Après les avoir dépassé, Charles pousse un rideau de perles, et une vague de chaleur nous souffle au visage ; une vrai bonne boite. Nous nous regardons et hochons tout les deux de la tête, signe que c'est le moment de se séparer et faire du repérage.

- << Je pars à droite, toi à gauche. Envoie moi un message si tu en repère un, ou une, et après on agit >>. Dit-je déterminée.

Je pars vers le bar, à la recherche de quelqu'un et d'un bon Gin Tonic. Le barman me prépare mon verre en me lançant des œillades plus qu'explicites. Je lui souris en retour.

- << C'est cadeau >>. Me dit-il en me tendant mon verre. Je lui offre alors un clin d'œil. J'aime quand ça se passe comme ça. Je tourne les talons du comptoir et regarde un peu les gens, enfin j'essaye tellement il y a de monde. Je lève les yeux et vois qu'il y a un balcon, où des gens sont accoudé. Parfait, le coin VIP.

Je joue du coude pour rejoindre le bas des escaliers, mais une main imposante se pose sur mon épaule, et me tiens avec force. Je me retourne et voit que c'est un videur. Je fouille alors dans mon sac pour sortir une liasse de billet, avec en tout deux mille dollars. Le colosse me regarde d'un air de dire : "Ce n'est pas autant", mais je m'en fiche, je veux juste monter.

Il attrape enfin l'argent et me lâche. Je grimpe les escaliers et arrive en haut. Il y a des canapé partout, des filles qui s'amusent, d'autres sont a moitiés habillé, avec des hommes qui les agrippent, et dans un autre coin, se trouve quatre homme, que je juge entre vingt et vingt cinq ans, mais je ne peux pas dire plus, il fait trop sombre.

Je me retourne, un peu déçue, mais c'est alors que je me heurte contre quelqu'un, qui par la même occasion renverse mon verre par terre. Quelle abrutie, je l'avais même pas gouté.

Je relève les yeux et les plantent dans les siens, et pendant une demi seconde, je crois voir Charles.
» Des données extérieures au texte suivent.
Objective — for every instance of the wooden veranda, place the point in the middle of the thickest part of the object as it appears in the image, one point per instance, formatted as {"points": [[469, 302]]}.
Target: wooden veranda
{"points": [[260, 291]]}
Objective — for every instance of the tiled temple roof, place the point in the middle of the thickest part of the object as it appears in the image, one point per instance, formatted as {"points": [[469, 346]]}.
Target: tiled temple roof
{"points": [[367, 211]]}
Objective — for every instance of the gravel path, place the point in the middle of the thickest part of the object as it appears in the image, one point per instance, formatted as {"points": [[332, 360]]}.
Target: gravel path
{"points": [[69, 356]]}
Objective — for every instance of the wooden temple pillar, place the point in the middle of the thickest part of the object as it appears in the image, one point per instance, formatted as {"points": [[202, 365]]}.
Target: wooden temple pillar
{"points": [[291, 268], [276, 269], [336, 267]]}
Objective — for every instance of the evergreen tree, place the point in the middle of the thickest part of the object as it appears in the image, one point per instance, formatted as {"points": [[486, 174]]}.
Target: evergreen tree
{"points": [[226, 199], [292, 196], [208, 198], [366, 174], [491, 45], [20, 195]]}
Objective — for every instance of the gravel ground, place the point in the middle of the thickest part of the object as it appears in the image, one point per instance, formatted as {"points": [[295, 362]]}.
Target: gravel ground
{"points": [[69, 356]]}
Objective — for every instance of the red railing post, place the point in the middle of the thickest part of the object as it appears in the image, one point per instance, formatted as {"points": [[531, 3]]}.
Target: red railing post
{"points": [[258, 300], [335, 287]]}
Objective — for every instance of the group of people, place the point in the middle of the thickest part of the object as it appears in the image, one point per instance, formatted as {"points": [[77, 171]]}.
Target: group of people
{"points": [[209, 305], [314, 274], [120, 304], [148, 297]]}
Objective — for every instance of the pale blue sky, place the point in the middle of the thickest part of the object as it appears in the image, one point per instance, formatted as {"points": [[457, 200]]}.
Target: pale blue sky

C'est déroutant, il lui ressemble vraiment.

- << Excuse moi, je t'avais pas vu, tu veux un autre verre ? Ou alors on va se prendre une tournée de shots avec mes potes là-bas, tu veux venir ? >>. Me dit-il avec un ton assez gentil.

Encore des verres gratuit ? avec grand plaisir, heureusement que je tiens bien l'alcool, je ne devrais pas boire puisque nous sommes en missions mais bon, on m'offre des shots alors...

- << C'est d'accord >>. Dit-je avec un large sourire, qu'il me rend.

Il commence a marcher vers la table où j'ai regardé tout à l'heure, avec les quatre garçons.